Ahead Today
G3: Europe industrial production
Asia: China New Yuan Loans
Market Highlights
Global markets are focusing on three key factors: 1) the resolution and impact of the US government shutdown, 2) the performance of the Chinese economy, and 3) the spillover impacts of weak Japanese Yen thus far. For one, the US government shutdown looks like it should resolve quite soon with latest news suggesting there are probably enough votes in the House to do so. The impact of the government shutdown could include the immediate hit on US growth but should resolve to some extent in 1Q2026, but would also include the cloud and fog to macro numbers moving forward. We should see the September non-farm payrolls in a few days post the resolution of the government shutdown, but subsequently the October numbers may not be available while sampling issues on some CPI components such as housing may persist for some time into 2026. All this is to say that the Fed will decide on policy under greater uncertainty and there may be as such also increasing splits within the FOMC including at the upcoming December meeting. Meanwhile, China will release its macro numbers for October this week, which could show some softening in momentum. Policy makers in China are nonetheless only likely to provide marginal stimulus in 4Q2025 given the performance thus far, but overall we think that more support is likely to come in 2026
Apart from the global stories, there were some important local dynamics at play, including low inflation prints in India and continued weakness in the Philippines peso with USD/PHP reaching all time lows closer to the 59.20 levels. For one, India’s October inflation print of 0.2%yoy were lower than expected, helped by softer food prices and also the impact of GST rate cuts. We have already been saying that RBI’s inflation forecasts of 2.6% for FY2026 and 4% for end of the fiscal year looks too high and would likely be revised down even before the October inflation print came out, and this looks to be the case post the inflation numbers (India – At a crossroad). Overall, we think that a 25bps December RBI cut looks likely, but we think a shift to accommodative stance probably looks unlikely for now given that the full impact of GST rate cuts and tariffs on growth is not entirely clear at this point.

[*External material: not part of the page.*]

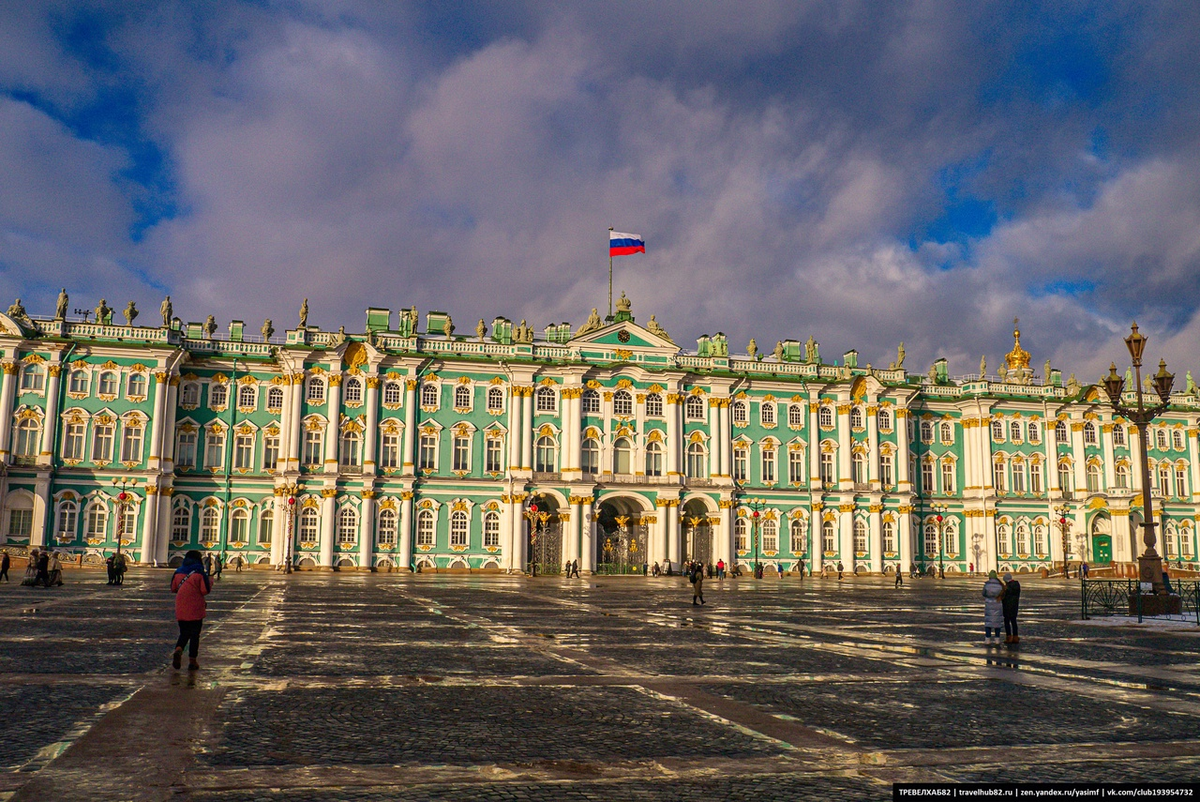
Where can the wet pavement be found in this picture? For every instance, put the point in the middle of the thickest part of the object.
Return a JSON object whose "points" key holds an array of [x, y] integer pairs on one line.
{"points": [[388, 687]]}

For the Philippines peso, the underperformance has been driven by a mix of foreign equity selling, and weak sentiment towards local assets given recent flood control and graft scandals. We think at current levels USD/PHP looks a little bit rich even as we acknowledge uncertainty surrounding how the impact of the graft scandals could play out. Past experience during the 2013 PDAF or pork barrel funds scandals shows that government spending probably declines for about 6 months before starting improve moderately after that, but full normalization takes a longer time – perhaps 15 months or longer. Overall, we think that at current levels the risk reward tilts towards USD/PHP coming off with remittances inflows, some pickup in bond inflows from index inclusion, coupled with other positives such as low inflation and the lagged impact of rate cuts on the Philippines economy.